How Catastrophic is Your LLM? Certifying Risk in Conversation¶

Conference: ICLR 2026 arXiv: 2510.03969 Code: None Area: LLM/NLP Keywords: safety certification, multi-turn attack, Markov process, catastrophic risk, statistical guarantee

TL;DR¶

This paper proposes C3LLM (Certification of Catastrophic risks in multi-turn Conversation for LLMs), the first framework to provide statistical certification of catastrophic risks in multi-turn LLM conversations. It models conversation distributions as Markov processes over a semantic similarity graph, defines three conversation sampling strategies augmented with a jailbreak layer, and applies Clopper-Pearson 95% confidence intervals to certify the probability that a model produces harmful outputs—finding that the worst-performing model has a risk lower bound as high as 72%.

Background & Motivation¶

Background: LLMs may produce catastrophic outputs in conversation (e.g., bomb-making instructions, bioweapon synthesis, cyberattack tutorials). Multi-turn attacks are harder to defend against than single-turn ones—adversaries can gradually steer models toward harmful content through seemingly benign conversation sequences.

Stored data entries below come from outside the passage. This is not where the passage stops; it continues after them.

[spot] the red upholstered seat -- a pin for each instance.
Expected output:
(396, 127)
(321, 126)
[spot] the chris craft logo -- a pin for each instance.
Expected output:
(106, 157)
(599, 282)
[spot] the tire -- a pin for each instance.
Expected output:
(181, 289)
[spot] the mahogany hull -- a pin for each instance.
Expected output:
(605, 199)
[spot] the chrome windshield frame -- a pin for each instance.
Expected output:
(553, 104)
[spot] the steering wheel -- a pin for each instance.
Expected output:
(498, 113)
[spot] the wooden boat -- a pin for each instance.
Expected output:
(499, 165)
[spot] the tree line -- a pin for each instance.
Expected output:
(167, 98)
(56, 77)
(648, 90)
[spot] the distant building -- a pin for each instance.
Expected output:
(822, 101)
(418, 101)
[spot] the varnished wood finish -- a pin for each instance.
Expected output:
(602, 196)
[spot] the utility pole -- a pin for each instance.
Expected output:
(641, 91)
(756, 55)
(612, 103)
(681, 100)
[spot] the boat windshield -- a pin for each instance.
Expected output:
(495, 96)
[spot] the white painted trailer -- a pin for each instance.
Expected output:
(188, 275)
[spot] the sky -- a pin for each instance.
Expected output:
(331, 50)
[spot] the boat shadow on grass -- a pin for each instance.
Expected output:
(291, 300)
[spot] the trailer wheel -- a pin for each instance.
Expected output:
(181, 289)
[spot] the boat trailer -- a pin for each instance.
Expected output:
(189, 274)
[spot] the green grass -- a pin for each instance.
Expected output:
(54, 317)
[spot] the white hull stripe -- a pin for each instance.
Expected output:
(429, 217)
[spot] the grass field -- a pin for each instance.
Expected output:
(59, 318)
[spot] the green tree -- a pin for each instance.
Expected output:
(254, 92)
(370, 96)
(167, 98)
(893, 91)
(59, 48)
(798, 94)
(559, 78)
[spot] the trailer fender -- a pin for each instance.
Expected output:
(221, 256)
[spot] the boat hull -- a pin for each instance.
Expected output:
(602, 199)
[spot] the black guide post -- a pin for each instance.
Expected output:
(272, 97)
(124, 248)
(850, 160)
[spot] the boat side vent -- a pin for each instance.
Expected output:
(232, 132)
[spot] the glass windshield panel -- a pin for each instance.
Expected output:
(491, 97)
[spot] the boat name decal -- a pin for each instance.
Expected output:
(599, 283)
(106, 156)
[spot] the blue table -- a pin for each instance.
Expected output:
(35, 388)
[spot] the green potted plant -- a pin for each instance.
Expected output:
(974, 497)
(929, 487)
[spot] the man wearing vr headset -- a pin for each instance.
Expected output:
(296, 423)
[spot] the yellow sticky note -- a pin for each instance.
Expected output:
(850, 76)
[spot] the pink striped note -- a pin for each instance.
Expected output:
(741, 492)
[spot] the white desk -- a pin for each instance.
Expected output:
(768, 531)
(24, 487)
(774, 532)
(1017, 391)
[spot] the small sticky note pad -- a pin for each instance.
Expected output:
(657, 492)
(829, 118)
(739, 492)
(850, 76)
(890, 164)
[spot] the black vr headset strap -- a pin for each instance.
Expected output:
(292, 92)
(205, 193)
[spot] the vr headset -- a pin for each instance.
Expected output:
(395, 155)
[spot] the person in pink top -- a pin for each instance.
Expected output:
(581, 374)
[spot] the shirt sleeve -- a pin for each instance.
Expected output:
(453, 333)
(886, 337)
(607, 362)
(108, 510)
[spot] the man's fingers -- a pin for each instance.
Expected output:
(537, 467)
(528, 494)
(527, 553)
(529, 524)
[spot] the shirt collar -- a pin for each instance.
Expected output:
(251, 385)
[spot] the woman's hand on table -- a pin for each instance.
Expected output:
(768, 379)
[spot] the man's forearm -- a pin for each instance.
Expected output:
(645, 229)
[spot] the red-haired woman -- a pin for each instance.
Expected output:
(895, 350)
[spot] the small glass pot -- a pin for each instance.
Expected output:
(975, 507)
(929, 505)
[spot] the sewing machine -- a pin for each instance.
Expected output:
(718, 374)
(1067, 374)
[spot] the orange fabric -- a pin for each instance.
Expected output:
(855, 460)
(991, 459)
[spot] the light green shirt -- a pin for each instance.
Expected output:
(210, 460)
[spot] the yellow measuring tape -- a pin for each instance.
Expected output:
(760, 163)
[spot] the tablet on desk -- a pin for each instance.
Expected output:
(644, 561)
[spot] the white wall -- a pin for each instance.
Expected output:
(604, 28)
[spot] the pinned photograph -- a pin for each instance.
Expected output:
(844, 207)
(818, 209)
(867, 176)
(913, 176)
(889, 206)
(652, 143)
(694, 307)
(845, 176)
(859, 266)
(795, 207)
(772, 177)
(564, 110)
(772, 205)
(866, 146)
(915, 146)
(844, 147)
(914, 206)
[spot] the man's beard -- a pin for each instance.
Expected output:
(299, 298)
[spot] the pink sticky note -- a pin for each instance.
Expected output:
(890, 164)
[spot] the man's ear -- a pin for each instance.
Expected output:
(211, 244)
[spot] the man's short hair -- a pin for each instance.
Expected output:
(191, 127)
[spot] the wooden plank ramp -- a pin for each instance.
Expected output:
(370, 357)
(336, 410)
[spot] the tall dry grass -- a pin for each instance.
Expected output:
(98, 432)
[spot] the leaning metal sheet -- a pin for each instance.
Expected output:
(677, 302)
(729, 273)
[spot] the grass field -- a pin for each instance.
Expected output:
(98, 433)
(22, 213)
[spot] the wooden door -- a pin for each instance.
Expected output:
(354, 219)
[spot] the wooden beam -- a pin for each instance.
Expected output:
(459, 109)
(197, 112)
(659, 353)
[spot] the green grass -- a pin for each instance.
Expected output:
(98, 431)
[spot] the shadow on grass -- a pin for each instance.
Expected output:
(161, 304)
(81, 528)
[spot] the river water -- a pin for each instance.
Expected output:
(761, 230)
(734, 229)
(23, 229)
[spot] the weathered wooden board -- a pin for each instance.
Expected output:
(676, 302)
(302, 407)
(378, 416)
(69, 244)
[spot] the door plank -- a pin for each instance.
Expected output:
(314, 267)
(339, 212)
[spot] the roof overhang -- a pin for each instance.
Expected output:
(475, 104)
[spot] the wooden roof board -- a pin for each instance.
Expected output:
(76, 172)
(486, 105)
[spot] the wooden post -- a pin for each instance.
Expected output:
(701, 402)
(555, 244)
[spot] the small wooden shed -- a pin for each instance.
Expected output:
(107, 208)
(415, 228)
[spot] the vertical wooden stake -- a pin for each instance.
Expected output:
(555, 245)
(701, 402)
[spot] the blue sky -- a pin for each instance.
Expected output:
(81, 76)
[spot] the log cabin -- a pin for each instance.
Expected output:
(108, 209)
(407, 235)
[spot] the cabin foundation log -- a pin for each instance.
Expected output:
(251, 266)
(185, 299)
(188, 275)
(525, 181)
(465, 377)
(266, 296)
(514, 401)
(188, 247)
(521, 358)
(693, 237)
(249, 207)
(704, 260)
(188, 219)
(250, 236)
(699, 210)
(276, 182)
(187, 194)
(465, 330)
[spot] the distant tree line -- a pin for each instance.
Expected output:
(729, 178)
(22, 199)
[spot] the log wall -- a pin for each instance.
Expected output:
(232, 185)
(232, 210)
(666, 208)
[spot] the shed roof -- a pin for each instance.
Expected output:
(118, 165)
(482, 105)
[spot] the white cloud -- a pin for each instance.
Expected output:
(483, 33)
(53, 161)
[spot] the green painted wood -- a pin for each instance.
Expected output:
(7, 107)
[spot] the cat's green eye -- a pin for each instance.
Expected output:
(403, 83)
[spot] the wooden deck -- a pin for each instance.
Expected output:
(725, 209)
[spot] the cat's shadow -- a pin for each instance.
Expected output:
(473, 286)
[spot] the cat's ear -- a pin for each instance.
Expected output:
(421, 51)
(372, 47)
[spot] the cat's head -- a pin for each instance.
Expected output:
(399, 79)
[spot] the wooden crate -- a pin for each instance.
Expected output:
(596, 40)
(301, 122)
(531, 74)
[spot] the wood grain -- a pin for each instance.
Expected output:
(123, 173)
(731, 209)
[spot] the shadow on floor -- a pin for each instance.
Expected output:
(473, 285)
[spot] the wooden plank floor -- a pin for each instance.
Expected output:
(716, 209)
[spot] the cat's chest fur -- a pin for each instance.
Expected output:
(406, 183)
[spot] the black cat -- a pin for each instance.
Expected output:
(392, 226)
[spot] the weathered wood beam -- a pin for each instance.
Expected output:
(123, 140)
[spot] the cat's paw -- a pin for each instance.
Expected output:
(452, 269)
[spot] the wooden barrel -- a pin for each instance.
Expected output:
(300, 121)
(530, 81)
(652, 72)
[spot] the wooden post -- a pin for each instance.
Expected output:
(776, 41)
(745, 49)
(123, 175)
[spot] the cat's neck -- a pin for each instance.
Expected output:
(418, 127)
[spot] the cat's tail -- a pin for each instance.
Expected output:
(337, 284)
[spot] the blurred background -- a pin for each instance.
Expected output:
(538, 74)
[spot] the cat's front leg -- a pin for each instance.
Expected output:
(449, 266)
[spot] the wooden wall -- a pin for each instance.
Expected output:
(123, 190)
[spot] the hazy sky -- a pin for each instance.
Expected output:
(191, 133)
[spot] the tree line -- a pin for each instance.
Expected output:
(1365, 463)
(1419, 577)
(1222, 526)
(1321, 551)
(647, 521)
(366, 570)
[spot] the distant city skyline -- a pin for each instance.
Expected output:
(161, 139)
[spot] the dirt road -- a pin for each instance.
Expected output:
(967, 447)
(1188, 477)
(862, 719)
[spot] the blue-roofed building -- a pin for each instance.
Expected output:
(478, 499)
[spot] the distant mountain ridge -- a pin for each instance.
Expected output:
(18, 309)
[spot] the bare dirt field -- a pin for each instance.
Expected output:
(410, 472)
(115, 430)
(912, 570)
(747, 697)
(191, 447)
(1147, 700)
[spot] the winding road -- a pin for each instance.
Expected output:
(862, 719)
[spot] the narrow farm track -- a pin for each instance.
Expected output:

Two Fundamental Flaws of Fixed Benchmarks: - Reliance on fixed attack sequences: Only specific attacks are tested, missing unseen successful sequences—20 attack sequences of length 5 cover at most 20 attack variants, yet the combinatorial space is \(100^5 = 10^{10}\) - Lack of statistical guarantees: Conclusions are non-generalizable; the extent of risk across the full conversation space remains unknown

Key Challenge: Exhaustive testing is infeasible (exponential space), and different sequences carry different levels of danger—risk must be quantified in terms of probability distributions.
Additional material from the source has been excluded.